La République démocratique du Congo fait face à l’une des plus graves épidémies de choléra de la dernière décennie. En seulement neuf mois, le ministère de la Santé a recensé plus de 58 000 cas et 1 700 décès, portant le taux de létalité à plus de 3 %.
Cette flambée sans précédent met en lumière la fragilité du système sanitaire congolais et appelle à une réaction rapide et coordonnée. Le choléra s’est désormais propagé dans 20 des 26 provinces du pays, atteignant même des zones jusque-là épargnées. Les causes de cette recrudescence sont multiples : inondations récurrentes, déplacements massifs de populations, conditions d’hygiène précaires, manque d’accès à l’eau potable et insuffisance des infrastructures d’assainissement.
Avec l’arrivée de la saison des pluies, les experts redoutent une aggravation de la situation, notamment dans les zones urbaines densément peuplées comme Kinshasa, ou dans les régions rurales où vivent de nombreux déplacés.
Le dispositif de riposte reste entravé par plusieurs facteurs : financement insuffisant, coordination fragile entre les acteurs humanitaires, pénurie de personnel médical et manque de matériel et de vaccins.
Ces carences freinent considérablement la détection rapide des cas et la mise en œuvre d’une réponse efficace et durable.
L’action renforcée de Médecins Sans Frontières
Depuis janvier 2025, Médecins Sans Frontières (MSF) a multiplié ses interventions pour soutenir les autorités sanitaires. Les équipes ont mené 16 opérations d’urgence dans plusieurs provinces, notamment au Nord-Kivu, à Fizi (Sud-Kivu) et à Kongakonga (Tshopo).
Grâce à ces efforts, plus de 35 800 patients ont été soignés et 22 000 personnes vaccinées contre la maladie.
« À ce stade critique, seule une mobilisation générale permettra de freiner l’expansion alarmante des foyers épidémiques », alerte le Dr Jean Gilbert Ndong, coordinateur médical de MSF en RDC.
MSF soutient également le ministère de la Santé dans la prise en charge médicale, la formation d’agents de santé communautaires, la mise en place de points de chloration et le renforcement de l’approvisionnement en eau et des infrastructures d’assainissement.

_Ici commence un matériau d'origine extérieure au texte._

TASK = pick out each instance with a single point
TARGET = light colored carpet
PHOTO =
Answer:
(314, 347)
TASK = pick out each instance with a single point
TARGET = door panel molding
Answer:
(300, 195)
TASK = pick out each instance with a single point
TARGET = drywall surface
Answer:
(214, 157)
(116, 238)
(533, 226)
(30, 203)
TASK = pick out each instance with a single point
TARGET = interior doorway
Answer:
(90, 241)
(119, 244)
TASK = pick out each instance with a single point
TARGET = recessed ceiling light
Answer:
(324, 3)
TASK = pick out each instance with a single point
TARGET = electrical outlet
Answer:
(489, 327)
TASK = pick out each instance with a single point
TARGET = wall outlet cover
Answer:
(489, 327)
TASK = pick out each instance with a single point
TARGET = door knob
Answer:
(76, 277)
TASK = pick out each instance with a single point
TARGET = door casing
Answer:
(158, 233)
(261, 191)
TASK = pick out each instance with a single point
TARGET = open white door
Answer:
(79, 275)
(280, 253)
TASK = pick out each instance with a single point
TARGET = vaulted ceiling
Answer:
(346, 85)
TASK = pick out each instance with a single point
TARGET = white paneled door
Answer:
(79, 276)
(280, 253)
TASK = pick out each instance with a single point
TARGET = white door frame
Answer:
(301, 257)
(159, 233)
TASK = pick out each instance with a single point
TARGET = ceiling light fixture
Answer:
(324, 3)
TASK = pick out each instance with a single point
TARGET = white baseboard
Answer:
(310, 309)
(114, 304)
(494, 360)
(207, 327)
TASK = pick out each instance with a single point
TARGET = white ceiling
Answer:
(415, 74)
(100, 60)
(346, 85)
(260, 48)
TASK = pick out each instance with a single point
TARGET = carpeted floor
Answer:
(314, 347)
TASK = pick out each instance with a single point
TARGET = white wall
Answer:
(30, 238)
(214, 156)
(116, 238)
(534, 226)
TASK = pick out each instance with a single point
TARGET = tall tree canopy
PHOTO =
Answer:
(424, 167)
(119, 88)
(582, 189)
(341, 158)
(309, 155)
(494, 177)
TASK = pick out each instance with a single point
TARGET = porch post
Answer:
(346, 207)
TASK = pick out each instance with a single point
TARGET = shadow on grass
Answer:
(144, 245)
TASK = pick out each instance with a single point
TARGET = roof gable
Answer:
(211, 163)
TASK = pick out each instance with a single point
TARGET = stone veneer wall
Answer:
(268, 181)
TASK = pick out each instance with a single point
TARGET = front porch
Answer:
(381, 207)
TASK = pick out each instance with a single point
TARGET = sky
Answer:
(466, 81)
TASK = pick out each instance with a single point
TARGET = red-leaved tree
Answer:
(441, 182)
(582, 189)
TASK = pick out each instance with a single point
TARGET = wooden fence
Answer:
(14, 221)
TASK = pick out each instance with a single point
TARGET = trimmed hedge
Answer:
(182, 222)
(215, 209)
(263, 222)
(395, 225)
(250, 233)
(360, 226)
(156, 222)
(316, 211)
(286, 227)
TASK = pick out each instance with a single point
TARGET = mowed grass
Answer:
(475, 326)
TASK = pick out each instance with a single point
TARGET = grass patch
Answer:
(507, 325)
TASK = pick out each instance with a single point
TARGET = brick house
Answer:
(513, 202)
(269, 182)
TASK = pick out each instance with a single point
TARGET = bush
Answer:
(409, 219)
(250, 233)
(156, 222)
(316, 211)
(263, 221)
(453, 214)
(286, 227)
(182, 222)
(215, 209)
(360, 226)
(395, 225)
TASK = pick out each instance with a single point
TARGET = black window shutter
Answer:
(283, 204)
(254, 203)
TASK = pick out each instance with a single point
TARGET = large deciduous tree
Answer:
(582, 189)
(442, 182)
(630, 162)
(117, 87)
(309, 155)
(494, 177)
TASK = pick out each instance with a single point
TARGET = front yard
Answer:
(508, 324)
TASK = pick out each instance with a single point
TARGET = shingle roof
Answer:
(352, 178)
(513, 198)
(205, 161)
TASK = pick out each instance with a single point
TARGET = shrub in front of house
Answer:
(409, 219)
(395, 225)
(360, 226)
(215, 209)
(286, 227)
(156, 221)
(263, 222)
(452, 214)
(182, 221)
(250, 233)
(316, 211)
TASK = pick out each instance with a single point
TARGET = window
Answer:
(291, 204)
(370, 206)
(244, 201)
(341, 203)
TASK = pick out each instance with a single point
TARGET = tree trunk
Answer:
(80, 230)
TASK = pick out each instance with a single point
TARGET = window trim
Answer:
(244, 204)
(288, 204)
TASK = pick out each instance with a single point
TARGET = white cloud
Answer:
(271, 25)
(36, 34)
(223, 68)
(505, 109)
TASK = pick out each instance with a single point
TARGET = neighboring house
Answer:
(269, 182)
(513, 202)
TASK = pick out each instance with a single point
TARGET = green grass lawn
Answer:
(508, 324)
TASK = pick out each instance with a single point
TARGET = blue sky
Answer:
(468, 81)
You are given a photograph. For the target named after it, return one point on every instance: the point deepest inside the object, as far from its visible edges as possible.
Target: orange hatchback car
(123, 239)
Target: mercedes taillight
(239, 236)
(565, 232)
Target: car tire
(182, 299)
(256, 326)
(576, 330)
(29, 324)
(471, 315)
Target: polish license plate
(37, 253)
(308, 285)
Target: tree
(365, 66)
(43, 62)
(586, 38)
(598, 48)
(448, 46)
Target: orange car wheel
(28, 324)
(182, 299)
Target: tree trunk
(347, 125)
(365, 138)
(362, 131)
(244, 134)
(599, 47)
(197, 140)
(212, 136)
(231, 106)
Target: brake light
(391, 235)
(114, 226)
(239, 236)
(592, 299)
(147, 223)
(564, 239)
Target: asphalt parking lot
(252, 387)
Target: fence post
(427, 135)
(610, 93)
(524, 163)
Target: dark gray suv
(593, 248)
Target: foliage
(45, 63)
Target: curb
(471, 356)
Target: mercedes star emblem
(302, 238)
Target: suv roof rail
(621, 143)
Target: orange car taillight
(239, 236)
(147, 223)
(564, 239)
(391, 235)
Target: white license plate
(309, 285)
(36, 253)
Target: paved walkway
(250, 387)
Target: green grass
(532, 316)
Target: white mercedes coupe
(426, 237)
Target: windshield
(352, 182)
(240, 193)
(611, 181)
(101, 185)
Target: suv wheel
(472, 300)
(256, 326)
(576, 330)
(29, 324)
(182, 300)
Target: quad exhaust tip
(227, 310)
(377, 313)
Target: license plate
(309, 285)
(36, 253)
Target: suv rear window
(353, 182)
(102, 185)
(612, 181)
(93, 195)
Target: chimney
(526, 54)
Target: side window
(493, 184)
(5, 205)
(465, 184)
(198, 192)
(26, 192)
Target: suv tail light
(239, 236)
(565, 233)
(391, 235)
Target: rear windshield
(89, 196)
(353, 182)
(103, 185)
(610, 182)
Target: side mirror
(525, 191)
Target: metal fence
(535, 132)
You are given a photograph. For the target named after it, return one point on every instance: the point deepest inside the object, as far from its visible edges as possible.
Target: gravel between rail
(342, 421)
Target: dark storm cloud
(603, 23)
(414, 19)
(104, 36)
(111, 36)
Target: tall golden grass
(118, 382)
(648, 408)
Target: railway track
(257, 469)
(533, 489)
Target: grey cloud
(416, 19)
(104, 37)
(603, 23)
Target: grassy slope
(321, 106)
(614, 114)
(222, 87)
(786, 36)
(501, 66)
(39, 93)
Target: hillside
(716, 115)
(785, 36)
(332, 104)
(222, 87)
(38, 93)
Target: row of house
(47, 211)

Des défis sécuritaires et logistiques persistants
Malgré ces efforts, les équipes font face à des obstacles majeurs.
« L’insécurité persistante, marquée par les affrontements entre groupes armés le long des axes principaux, entrave les déplacements et retarde la livraison de l’aide », déplore Ton Berg, cheffe des programmes de MSF au Sud-Kivu.
Les conditions logistiques compliquent encore l’accès aux patients, forçant les équipes à emprunter de longs détours pour éviter les zones à risque.
Un appel à l’action collective
Pour de nombreuses communautés, l’accès aux soins demeure un parcours du combattant : routes dangereuses, manque de transport, structures de santé sous-équipées et absence de médicaments essentiels.
Face à cette réalité, MSF exhorte à une action coordonnée et urgente afin d’assurer l’accès rapide aux soins, la distribution de vaccins et un investissement durable dans l’eau et l’assainissement.
« Sans un engagement fort des autorités et des partenaires internationaux, le choléra continuera de ravager les communautés les plus vulnérables », conclut Ton Berg.